Does that help you? https://github.com/dfalbel/ptstem

– Tomás Barcellos

2019/02/25 at 16:51
I’ll try. Thank you!

– user135517

2019/02/26 at 02:10
The function ptstem which is used in tm_map At first it is not defined in the question, nor in the most common libraries for that purpose. Could you indicate which package you removed it from? Or enter the function you programmed...

– Guilherme Parreira

2019/02/27 at 04:11

1 answer

Browser other questions tagged r twitter

You are not signed in. Login or sign up in order to post.

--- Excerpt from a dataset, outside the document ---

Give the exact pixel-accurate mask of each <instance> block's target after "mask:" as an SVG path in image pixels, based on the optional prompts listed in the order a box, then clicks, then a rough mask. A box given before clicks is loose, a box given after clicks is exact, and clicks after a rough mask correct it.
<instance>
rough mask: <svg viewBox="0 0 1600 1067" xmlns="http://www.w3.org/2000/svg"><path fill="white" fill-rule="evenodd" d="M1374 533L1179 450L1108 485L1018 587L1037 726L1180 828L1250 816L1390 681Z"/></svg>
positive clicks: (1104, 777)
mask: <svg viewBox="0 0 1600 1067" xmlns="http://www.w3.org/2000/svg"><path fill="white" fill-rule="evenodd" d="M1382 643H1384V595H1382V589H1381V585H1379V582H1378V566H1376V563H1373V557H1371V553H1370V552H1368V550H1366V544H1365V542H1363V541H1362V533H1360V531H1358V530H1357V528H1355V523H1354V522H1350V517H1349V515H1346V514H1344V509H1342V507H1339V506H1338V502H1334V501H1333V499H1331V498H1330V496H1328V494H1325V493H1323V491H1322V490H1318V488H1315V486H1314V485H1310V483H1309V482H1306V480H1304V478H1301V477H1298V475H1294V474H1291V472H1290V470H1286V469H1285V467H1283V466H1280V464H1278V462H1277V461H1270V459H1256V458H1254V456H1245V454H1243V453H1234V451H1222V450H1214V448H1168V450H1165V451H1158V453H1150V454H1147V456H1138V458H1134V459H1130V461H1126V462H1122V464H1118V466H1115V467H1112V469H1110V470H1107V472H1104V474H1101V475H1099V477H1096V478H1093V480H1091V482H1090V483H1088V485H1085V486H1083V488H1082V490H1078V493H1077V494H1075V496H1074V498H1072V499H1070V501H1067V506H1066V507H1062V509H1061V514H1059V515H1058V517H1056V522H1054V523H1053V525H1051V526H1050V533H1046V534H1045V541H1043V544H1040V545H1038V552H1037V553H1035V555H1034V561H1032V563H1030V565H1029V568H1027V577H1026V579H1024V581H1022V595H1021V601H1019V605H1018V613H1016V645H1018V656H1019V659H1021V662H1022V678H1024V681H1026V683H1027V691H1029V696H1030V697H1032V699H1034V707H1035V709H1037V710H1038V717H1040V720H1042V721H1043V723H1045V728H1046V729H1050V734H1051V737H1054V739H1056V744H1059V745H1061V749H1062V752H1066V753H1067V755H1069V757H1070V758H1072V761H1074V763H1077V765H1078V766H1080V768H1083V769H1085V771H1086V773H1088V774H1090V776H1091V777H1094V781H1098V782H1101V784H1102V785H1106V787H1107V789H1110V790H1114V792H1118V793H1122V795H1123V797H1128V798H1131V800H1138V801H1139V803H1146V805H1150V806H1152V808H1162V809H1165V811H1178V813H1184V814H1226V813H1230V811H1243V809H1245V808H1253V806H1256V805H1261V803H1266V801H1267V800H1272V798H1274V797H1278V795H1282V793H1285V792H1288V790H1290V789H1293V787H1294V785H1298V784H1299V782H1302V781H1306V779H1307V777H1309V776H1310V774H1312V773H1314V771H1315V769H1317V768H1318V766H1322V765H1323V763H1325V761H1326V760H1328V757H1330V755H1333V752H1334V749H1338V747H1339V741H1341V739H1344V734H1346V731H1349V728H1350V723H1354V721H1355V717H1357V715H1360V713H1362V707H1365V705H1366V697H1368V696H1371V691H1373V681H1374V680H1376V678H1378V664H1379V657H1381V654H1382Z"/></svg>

by Guilherme Parreira • **2,060** points · Answer 1 · 2019-02-27T04:10:20+00:00

The main function of stemming maid in tm_map is the stemDocument, but as presented in the answer to that question, it is not possible to use the same for Portuguese due to a bug.

What I did to get around the situation was use the package quanteda:

library(quanteda)
my_dfm <- dfm_wordstem(myCorpus, language = "pt")

Another option would be to adapt if possible the use of the function ptstem::ptstem_words in its context (I have not tested).